Sunday, June 10, 2012 4:39:29 AM
Joint Development Zone – Block 2
History
Equator held a 9% participating interest in JDZ Block 2.
The Joint Development Zone (‘JDZ’) lies between the Republic of Nigeria and the Republic of São Tomé & Príncipe and is administered by the Joint Development Authority (‘JDA’) staffed by officials from both countries. Following the bidding round in 2005, Equator and its main bidding partner, ONGC Videsh Limited, were jointly awarded a 15% interest in Block 2, of which Equator received a 6% interest.
Equator subsequently increased its participating interest to 9% by purchasing an additional 3% interest from one of the other participants in the block, A & Hatman Limited, in exchange for carrying a 1% portion of its remaining interest.
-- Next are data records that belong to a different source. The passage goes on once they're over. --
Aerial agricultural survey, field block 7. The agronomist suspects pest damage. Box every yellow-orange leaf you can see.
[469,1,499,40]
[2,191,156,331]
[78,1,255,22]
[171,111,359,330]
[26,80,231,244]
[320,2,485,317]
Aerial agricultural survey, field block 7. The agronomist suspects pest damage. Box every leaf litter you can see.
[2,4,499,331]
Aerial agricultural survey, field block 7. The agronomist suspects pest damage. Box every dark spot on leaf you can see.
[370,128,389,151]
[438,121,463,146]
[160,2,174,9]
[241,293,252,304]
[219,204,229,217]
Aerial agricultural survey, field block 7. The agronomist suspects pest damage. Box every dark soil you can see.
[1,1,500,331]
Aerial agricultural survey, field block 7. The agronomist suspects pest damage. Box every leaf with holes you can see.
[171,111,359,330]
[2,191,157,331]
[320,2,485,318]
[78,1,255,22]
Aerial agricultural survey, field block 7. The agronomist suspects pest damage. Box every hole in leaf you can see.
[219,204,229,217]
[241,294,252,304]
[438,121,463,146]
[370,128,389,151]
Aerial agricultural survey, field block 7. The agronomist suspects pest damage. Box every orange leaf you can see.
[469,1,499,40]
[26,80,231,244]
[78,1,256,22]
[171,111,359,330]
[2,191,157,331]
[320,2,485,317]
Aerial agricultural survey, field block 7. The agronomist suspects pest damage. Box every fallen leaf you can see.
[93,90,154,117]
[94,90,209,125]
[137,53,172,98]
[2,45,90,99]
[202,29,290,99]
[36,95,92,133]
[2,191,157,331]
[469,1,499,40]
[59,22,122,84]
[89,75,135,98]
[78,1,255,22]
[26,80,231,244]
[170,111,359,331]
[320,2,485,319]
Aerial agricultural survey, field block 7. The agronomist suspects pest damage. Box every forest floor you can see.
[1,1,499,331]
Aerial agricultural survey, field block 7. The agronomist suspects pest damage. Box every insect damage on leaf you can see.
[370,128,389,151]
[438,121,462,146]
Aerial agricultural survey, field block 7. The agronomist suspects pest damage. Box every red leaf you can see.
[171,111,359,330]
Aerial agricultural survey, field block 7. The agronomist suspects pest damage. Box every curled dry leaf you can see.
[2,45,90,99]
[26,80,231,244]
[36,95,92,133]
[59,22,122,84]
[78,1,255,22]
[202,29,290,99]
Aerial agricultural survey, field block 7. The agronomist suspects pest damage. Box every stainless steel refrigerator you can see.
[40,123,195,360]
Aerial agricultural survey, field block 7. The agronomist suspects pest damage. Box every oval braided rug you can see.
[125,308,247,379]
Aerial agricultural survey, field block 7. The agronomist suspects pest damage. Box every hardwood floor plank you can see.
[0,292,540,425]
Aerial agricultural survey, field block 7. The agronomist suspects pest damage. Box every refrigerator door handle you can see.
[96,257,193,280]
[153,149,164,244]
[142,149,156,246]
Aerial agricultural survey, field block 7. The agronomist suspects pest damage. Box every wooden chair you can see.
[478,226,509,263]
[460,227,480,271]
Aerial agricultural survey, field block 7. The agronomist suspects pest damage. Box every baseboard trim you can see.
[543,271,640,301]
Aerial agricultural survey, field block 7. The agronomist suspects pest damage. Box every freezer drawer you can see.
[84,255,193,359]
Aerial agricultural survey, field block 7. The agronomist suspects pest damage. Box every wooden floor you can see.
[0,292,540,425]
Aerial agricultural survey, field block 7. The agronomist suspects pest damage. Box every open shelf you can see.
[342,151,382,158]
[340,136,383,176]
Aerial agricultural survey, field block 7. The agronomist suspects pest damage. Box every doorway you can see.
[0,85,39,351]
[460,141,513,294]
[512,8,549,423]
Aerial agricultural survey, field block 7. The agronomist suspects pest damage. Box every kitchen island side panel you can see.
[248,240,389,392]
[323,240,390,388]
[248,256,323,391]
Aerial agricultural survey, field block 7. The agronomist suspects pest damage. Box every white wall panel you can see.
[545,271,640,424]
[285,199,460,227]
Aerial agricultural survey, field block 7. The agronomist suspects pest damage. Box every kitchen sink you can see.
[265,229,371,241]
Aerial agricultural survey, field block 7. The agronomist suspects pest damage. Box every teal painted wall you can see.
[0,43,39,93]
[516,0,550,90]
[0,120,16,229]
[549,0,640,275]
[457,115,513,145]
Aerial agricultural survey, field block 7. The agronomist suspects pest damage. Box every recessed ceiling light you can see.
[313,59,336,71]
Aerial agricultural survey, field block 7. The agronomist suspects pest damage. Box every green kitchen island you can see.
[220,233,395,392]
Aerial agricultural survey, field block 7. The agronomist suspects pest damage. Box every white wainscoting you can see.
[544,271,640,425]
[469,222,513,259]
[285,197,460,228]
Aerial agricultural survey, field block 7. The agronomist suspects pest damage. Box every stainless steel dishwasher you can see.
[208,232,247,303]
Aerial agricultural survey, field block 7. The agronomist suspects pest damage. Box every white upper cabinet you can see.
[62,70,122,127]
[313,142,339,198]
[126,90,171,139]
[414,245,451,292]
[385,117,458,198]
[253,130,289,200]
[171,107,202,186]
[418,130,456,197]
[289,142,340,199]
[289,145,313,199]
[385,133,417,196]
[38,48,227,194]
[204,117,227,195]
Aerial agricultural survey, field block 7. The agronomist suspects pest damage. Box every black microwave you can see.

The Company also granted a minor bidding partner an economic interest equivalent to a 0.25% carried interest in the block. The result was that Equator acquired a net economic interest of 8.75% in Block 2 for a total entry cost of US$9.05 million, with an obligation to carry a total interest of 1.25% during the initial exploration phase.
The PSC was signed with the JDA on 17 March 2006. At the same time, the JOA was also signed with the participants, namely Sinopec (28.67%), ERHC (22.00%), Addax (14.33%), ONGC Videsh (13.5%), Amber Petroleum (5%), Foby Engineering (5%) and A & Hatman (2.5%). EHRC was carried by Sinopec and Addax while A & Hatman was carried by Equator and ONGC Videsh. In 2009, Foby and Amber went into default on the payment of cash calls. ONGC resigned from the block in June 2010.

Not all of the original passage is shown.